For companies like Tesla, Netflix, and Epic Games’ Fornite (all Akka users), low latency systems that harness real-time data have turned these former market challengers into market leaders. When the advantage of mere milliseconds translates into a competitive edge, the ability to quickly access and coordinate your application's data (often referred to as application “state”) matters. A lot.
To capture these mere milliseconds and deliver a better UX faster than ever before, businesses have started to embrace the Serverless paradigm to capture compute efficiencies without requiring the hardware, infrastructure management, or expertise like before.
Yet in its current implementation as Function as a Service (FaaS), serverless is falling short for data-intensive use cases due to the limitations of stateless functions and the difficulty of cobbling together different services with databases and infrastructure components. This leaves developers jumping through hoops when it comes to building complex enterprise services without having application state close at hand.
Not long ago, our needs for application data were pretty simple: the rule of thumb was to put our data into SQL databases and call it whenever needed. As data began to play an increasing role in providing customer value and meeting their expectations, making it available in real-time meant taking a different approach to data storage and access.
Industry leading organizations started to see data-centric, stateful services as one piece of the puzzle, with cloud infrastructure, Kubernetes, and stateless functions (like AWS Lambda) appearing later to fill the gaps.
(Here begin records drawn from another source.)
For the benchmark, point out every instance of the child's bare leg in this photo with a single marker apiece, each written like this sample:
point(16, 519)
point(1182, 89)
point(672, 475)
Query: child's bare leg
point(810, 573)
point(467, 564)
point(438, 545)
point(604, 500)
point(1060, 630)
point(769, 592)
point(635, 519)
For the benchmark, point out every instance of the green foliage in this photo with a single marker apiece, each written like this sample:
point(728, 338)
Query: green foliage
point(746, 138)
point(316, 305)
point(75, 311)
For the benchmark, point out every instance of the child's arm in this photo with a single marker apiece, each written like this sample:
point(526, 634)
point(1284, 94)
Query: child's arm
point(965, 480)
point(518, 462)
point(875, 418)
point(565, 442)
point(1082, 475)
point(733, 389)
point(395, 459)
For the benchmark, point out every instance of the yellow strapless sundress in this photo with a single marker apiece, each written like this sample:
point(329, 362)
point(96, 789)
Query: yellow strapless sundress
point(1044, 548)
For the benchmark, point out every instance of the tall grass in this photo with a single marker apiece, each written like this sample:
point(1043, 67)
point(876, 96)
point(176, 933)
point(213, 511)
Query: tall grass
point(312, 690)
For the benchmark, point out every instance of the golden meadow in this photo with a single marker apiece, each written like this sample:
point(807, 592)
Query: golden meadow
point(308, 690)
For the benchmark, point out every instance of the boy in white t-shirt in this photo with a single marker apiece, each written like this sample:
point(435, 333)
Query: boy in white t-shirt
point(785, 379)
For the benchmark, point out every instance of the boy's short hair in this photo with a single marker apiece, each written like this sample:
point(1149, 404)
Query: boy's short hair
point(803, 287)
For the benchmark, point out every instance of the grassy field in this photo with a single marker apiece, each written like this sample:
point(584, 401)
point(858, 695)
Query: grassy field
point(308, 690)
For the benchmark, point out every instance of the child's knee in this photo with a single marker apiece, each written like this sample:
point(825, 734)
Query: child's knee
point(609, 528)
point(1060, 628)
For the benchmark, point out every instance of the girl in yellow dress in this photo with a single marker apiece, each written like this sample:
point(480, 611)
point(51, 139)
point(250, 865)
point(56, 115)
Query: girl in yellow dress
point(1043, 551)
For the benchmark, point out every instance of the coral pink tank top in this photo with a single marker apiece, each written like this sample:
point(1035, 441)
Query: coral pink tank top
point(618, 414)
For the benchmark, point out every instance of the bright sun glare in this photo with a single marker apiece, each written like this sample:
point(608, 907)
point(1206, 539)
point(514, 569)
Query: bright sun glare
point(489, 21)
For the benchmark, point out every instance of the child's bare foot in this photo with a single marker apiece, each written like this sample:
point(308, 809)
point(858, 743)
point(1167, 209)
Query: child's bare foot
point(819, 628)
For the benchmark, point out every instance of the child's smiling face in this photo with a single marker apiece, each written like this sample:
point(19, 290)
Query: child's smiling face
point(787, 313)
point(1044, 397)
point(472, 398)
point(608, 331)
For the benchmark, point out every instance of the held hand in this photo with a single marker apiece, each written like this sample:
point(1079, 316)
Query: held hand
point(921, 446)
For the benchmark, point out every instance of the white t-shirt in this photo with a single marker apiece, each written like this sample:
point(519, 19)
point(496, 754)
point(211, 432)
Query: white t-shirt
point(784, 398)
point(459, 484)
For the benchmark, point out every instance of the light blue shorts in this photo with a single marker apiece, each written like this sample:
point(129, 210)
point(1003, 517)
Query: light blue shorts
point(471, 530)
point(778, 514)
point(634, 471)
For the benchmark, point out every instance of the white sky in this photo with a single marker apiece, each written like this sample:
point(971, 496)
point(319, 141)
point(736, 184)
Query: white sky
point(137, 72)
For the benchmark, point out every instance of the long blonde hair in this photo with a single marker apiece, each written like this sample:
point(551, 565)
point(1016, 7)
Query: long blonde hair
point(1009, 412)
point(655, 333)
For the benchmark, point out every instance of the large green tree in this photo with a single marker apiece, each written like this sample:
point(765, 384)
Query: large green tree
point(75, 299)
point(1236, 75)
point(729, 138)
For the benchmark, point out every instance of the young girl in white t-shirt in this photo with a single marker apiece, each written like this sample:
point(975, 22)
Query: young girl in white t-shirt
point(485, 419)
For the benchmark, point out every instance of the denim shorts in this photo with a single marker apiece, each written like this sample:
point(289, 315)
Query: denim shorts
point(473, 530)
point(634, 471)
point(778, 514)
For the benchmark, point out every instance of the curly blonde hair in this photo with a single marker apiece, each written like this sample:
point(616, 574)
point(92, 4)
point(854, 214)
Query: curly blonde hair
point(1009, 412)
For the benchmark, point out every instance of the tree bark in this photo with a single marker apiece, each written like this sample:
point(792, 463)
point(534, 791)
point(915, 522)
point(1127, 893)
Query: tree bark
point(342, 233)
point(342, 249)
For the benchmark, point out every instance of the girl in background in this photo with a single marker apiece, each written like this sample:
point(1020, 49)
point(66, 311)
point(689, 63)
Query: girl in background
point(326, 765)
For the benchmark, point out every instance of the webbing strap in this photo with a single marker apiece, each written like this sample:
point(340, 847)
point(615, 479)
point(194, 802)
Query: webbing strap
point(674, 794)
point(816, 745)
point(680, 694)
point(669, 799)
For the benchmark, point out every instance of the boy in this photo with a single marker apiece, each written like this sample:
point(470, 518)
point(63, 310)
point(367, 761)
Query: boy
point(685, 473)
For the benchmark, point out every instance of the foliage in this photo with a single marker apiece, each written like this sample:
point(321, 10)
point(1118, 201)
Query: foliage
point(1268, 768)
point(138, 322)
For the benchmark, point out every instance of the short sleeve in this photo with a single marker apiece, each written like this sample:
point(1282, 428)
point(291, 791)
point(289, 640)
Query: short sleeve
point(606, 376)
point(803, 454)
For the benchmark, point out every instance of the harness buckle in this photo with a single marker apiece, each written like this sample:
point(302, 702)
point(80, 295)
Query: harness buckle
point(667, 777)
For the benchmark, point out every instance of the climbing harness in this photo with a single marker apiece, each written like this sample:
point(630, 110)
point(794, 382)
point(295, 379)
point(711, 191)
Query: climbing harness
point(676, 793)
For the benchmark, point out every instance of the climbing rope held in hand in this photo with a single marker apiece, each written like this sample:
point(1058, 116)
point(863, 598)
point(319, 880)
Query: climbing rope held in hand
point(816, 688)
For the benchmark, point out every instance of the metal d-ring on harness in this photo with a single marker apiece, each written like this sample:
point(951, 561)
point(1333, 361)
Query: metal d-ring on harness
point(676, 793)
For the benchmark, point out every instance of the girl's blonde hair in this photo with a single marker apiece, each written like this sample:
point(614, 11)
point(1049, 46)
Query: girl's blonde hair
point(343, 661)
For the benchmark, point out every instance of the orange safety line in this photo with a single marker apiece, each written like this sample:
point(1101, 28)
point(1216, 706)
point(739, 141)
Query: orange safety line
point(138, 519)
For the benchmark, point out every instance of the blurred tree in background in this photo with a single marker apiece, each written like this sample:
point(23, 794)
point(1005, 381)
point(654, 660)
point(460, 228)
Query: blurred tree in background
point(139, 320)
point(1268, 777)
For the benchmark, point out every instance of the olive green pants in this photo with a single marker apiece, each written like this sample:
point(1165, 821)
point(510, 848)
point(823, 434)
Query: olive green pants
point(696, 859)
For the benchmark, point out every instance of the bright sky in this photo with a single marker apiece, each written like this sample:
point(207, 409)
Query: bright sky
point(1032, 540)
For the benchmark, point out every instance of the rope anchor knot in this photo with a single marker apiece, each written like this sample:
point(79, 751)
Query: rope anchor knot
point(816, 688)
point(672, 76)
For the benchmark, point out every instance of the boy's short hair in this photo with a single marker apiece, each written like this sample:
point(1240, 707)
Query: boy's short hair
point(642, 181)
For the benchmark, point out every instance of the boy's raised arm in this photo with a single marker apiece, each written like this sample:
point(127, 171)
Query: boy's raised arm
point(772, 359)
This presents some tradeoffs for developers to consider when looking at serverless:
On one hand, stateless functions are familiar and easy to work with, yet they aren’t ideal for complex, data-centric services at high scale. For example, as API requests are made to update a user’s session state, the application must fetch the current state from the database–and save it as well–before a response can be provided, adding unnecessary latency and additional possible points of failure. As the system grows in complexity, latency and the cost to operate this system in a serverless environment also increases.
On the other hand, stateful functions require more consideration in the learning and design phase, but they do eliminate the need for reading and re-reading the state from the database for each operation, saving milliseconds of latency each time and reducing database processing overhead.
At Lightbend, we believe that stateless functions have a role to play in modern serverless applications, but that can’t be the only part of the story. The problem is that focusing exclusively on a stateless design ignores the hardest part in distributed systems: literally, managing the state of your data. This is why we created Akka Serverless.
Akka Serverless provides a developer platform for building stateful entities for serverless that is easy to use, requires no ops or infrastructure management, and has a set of APIs and capabilities that accelerate developer velocity. It keeps application data close by, utilizing in-memory state backed by a persistent event log. This democratizes complex data access patterns like Event Sourcing, CQRS, and CRDTs and lets developers build more advanced, data-intensive services that leverage stateful entities with the lowest latency processing possible.
In this blog series, we’ll explore the benefits of serverless, the limitations of stateless functions, the added value of stateful entities for advanced use cases, and the data access patterns needed–beyond continuous database roundtrips–to be successful with serverless application development.